I just wrote that headline and I still can’t process this whole thing. Here’s the backstory..
I’m beyond thrilled at being chosen to participate in a ‘leg’ of the Canada C3 voyage. That’s the 150 day expedition from Toronto to Victoria,via the Northwest passage, on a research vessel, designed to celebrate Canada and connect the country. It left from Toronto on June 1st. It’s an awesome opportunity of which I am thrilled to take part. I’ll join for leg 5 in St. John’s Newfoundland and Labrador and be on board for 11 days, at which time we’ll continue the mandate of the journey which will explore the four themes of Canada 150. Those are Diversity and Inclusion, Reconciliation, Youth Engagement and the Environment. The ship is loaded with scientific experiments, and makes stops at festivals and events along the way. It’s by no means just a ‘cruise’, but a working, learning and exploring environment. I’ll be joined on board by scientists, athletes, politicians and young Canadians to name a few. Every leg, I believe, will take 20 Canadians from different walks of life. In order to take the journey, all those going were rightly required to get a police check. I’ve been through these before and it’s just a routine and practical precaution that those running the expedition, in this case the Students On Ice Foundation, require. No problem.
I headed down to the Charlottetown Police station last week and got the required forms and returned them with the required information. You had to fill out two forms, one giving basic consent to do a criminal check and another which allows them to do a search for those convicted of a sexual crime but had received a pardon. This part was required because I would working and interacting in and around vulnerable people. I was told it was routine for all who where looking to get a police check, so I signed the form to allow the process to be completed in every way. No problem. BIG problem.
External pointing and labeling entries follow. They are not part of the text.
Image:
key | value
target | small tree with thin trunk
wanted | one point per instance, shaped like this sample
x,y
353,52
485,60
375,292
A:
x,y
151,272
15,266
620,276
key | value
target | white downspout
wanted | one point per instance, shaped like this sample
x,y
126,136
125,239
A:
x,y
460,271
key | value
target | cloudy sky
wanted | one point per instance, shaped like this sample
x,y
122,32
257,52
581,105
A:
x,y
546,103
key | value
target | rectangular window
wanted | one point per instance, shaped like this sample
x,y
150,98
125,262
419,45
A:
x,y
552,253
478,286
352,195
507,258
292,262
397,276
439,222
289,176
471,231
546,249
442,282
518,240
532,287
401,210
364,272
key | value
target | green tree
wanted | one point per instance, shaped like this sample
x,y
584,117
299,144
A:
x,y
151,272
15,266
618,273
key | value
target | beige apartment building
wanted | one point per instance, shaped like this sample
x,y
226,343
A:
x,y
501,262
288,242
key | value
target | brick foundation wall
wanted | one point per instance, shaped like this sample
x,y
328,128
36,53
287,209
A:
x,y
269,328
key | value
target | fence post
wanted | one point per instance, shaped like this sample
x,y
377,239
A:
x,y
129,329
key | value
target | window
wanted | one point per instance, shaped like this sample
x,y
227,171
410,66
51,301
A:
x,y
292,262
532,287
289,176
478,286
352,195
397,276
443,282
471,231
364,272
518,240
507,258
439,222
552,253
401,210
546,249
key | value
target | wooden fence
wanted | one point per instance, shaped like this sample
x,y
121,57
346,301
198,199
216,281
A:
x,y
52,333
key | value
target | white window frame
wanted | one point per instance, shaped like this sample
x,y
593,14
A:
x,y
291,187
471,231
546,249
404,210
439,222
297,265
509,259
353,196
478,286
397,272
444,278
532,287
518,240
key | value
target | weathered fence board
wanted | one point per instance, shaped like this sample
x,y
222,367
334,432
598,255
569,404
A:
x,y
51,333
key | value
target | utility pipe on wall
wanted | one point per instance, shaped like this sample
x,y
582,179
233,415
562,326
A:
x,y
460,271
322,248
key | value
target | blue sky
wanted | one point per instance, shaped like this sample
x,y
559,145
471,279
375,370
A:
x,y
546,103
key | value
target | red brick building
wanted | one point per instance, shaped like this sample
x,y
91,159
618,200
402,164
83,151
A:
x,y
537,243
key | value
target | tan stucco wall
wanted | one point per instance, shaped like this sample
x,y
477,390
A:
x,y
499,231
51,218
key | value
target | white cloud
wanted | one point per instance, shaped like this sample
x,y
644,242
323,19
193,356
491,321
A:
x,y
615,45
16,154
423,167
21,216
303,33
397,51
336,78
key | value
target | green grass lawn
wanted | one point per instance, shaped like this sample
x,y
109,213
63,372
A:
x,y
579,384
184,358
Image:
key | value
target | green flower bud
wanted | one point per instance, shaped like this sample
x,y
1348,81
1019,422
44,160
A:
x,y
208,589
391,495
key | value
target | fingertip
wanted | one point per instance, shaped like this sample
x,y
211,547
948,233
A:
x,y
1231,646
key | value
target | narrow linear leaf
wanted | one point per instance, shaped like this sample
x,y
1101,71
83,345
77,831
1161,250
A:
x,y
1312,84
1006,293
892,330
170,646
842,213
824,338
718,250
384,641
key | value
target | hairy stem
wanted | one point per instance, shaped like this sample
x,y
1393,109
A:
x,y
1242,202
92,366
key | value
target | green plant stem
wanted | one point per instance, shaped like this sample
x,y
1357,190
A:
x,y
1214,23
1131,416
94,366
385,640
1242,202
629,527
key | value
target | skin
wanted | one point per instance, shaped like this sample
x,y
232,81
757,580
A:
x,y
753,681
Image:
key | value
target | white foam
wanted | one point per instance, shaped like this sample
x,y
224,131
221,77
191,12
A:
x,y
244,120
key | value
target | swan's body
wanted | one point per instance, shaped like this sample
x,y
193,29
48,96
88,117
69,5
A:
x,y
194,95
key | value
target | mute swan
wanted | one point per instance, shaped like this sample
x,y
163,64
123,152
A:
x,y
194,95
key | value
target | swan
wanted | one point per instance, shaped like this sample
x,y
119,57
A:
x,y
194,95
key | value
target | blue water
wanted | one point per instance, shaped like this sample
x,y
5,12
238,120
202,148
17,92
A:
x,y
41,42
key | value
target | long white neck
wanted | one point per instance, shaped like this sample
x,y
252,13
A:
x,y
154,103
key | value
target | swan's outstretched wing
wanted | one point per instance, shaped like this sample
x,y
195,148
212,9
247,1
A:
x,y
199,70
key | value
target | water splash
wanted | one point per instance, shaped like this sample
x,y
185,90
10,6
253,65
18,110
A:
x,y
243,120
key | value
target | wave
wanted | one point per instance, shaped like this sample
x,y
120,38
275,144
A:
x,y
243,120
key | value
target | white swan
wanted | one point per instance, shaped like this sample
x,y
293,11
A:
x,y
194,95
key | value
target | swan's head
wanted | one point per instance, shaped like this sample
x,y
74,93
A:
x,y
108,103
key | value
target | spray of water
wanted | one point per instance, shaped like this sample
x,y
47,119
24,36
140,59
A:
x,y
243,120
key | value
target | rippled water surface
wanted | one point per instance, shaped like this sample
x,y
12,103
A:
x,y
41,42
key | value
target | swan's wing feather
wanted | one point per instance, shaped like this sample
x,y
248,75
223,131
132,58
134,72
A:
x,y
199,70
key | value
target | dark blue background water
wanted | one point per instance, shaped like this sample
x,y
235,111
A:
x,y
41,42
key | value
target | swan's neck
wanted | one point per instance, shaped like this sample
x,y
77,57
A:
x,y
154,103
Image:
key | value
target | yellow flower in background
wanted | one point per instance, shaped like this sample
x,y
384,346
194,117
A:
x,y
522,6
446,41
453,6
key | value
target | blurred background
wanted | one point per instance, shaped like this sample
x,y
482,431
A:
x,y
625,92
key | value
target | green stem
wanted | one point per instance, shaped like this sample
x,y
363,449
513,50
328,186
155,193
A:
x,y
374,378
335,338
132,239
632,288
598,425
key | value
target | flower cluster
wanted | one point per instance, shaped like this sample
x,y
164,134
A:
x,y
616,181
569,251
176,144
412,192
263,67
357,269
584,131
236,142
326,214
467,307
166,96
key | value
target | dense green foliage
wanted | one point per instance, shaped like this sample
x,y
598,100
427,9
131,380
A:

I got a call today from the police telling me there was an issue with the ‘sexual crime pardon’ part of my check. What? I was informed that someone in this country, someone, somewhere, with the exact same birth date as me, had been given a pardon for a sexual offense, and I had to come down and be fingerprinted, so those prints could be sent to the national data bank in Ottawa to prove that person, pardoned for a sexual crime, wasn’t me. Wait, what? I admit to being in a bit of a state of shock at this point. I said, didn’t my background check reveal that I had never been pardoned of any crime? No, when you’re pardoned, the slate is wiped clean so they can’t tell if I was ever pardoned or not. Only the national fingerprint data bank in Ottawa can prove you were never pardoned, and they do that by checking your finger prints against those on file of the actual sexual offender who was pardoned. I said, well, I was never pardoned. They said, well, we can’t prove that. Oh, and its going to cost you $20 for the fingerprint procedure. So, let me get this straight. I have to pay to prove I’m not a sexual offender. That’s correct.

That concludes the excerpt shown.